Die Zölibatsteuer, eine der merkwürdigsten Steuern, die jemals erfunden und am Ende des faschistischen Regimes, das sie wollte, glücklicherweise abgeschafft wurde, wird heute 93 Jahre alt. Die Steuer wurde tatsächlich am 13. Februar 1927 in den ersten Jahren der faschistischen Diktatur eingeführt, mit dem Ziel der Eheförderung und damit die Zahl der Geburten erhöhen. Nach faschistischer Ideologie war eine große Bevölkerung unerlässlich, um die Ziele der nationalen Größe zu verfolgen, die Italien haben sollte, sowie um angesichts der bevorstehenden Feldzüge eine möglichst zahlreiche Armee zu haben.
Die Steuer galt, wie der Name schon sagt, nur für Männer: Sie galt daher nur für unverheiratete Männer, um sie zu ermutigen, einen Partner zu finden und sich fortzupflanzen, und nicht umgekehrt für Frauen. Genau genommen war das Gesetz von Interesse Junggesellen zwischen 25 und 65 Jahren und bestand aus:
- Ein fester Beitrag, der je nach Alter variiert: Er beginnt bei 70 Lire für die jüngsten Gruppen – zwischen 25 und 35 – und steigt dann auf 100 bis 50 Jahre an und sinkt dann auf 50 Lire, wenn dieses Alter überschritten wird. Ab dem 66. Lebensjahr waren Sie von dieser Zahlung befreit. Diese Beträge wurden im April 1934 und im März 1937 zweimal erhöht;
- Ein zusätzlicher Satz, der je nach Einkommen des Subjekts variiert.
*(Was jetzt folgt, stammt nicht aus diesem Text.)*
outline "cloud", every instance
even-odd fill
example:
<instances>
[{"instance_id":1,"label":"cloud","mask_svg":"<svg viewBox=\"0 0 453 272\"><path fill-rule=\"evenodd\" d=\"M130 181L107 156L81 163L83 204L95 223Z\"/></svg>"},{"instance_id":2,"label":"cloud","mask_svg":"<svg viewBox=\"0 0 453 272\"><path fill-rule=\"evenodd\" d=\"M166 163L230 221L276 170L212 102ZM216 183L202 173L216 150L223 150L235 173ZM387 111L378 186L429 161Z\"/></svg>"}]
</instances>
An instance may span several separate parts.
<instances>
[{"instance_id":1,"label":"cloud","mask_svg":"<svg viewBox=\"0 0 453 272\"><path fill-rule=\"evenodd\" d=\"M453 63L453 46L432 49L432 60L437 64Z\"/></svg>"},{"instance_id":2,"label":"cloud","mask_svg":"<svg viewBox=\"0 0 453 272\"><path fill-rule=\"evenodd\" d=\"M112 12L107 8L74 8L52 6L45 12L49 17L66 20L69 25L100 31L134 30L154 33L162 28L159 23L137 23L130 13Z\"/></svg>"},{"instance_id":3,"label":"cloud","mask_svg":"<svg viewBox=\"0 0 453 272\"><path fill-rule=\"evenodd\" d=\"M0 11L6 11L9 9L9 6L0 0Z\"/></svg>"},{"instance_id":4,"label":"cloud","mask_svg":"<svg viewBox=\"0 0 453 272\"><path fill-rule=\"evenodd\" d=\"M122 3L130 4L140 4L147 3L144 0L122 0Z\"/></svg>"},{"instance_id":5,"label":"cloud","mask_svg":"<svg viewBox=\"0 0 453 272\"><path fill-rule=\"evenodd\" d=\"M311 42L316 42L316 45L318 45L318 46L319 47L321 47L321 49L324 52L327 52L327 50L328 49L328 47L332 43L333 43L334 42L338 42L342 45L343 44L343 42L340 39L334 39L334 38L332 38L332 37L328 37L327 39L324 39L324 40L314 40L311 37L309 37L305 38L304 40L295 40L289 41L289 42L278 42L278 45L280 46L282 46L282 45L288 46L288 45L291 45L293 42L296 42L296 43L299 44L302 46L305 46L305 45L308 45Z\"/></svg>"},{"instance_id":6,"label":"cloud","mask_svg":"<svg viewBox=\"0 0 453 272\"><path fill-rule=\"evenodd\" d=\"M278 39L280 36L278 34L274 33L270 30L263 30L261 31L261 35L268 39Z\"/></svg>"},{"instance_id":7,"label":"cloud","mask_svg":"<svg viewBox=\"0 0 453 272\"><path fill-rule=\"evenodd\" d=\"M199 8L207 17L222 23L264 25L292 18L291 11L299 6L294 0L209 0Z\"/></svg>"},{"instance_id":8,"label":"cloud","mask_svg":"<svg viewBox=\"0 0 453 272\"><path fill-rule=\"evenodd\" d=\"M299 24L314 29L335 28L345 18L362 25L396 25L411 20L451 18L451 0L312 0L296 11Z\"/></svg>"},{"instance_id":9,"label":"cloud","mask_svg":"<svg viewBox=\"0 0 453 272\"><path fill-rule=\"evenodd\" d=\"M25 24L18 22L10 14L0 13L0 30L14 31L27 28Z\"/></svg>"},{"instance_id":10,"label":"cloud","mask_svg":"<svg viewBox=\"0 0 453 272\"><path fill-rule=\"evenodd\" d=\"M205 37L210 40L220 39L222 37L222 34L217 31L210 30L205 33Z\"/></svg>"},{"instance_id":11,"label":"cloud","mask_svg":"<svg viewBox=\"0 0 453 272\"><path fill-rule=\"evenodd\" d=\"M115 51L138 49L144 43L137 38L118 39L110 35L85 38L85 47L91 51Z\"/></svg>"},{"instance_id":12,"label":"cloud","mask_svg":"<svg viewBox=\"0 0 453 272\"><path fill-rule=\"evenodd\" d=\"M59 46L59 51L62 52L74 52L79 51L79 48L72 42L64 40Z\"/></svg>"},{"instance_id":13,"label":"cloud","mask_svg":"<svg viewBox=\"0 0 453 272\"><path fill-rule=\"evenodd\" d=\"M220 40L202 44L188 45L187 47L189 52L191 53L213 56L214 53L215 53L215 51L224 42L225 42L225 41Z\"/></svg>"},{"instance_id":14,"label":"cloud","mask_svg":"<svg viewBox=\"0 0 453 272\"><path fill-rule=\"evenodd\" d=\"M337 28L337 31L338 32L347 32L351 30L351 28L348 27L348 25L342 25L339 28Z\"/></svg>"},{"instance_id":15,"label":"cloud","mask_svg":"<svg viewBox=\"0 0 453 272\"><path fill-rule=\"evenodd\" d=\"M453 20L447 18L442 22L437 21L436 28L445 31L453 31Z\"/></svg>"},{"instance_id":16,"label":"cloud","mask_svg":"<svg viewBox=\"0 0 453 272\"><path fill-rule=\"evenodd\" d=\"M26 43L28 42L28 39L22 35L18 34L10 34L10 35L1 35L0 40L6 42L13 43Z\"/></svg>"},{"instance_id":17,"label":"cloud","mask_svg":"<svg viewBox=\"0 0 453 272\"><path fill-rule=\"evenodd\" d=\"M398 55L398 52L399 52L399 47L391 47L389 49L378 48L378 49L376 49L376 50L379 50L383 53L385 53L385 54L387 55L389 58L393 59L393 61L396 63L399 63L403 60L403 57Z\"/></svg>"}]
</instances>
Der Betrag wurde an die Opera Nazionale Maternità e Infanzia gespendet, aber die Initiative funktionierte nicht wie erhofft, bis zu dem Punkt, dass sie abgeschafft wurde, sobald der Sturz des Regimes begann, von der Regierung Badoglio I am 27. Juli 1943. Tatsächlich, trotz der gesetzgeberischen Maßnahme, die es betraf über 3 Millionen noch unverheiratete Italiener, in den Jahren nach ihrer Gründung war jedoch ein Rückgang der Geburtenrate von 29 Geburten pro Jahr pro tausend Einwohner im Jahr 1926 über 25,2 Geburten pro tausend Einwohner im Jahr 1930 bis zu 23,2 Geburten pro tausend Einwohner im Jahr 1937 zu verzeichnen eine Möglichkeit, Italiener zur Fortpflanzung zu ermutigen, doch 1999 versuchte es jemand erneut: Der Bürgermeister von Vastogirardi (Isernia) hatte vorgeschlagen, die Steuer auf lokaler Ebene als Lösung für den Bevölkerungsrückgang wieder einzuführen.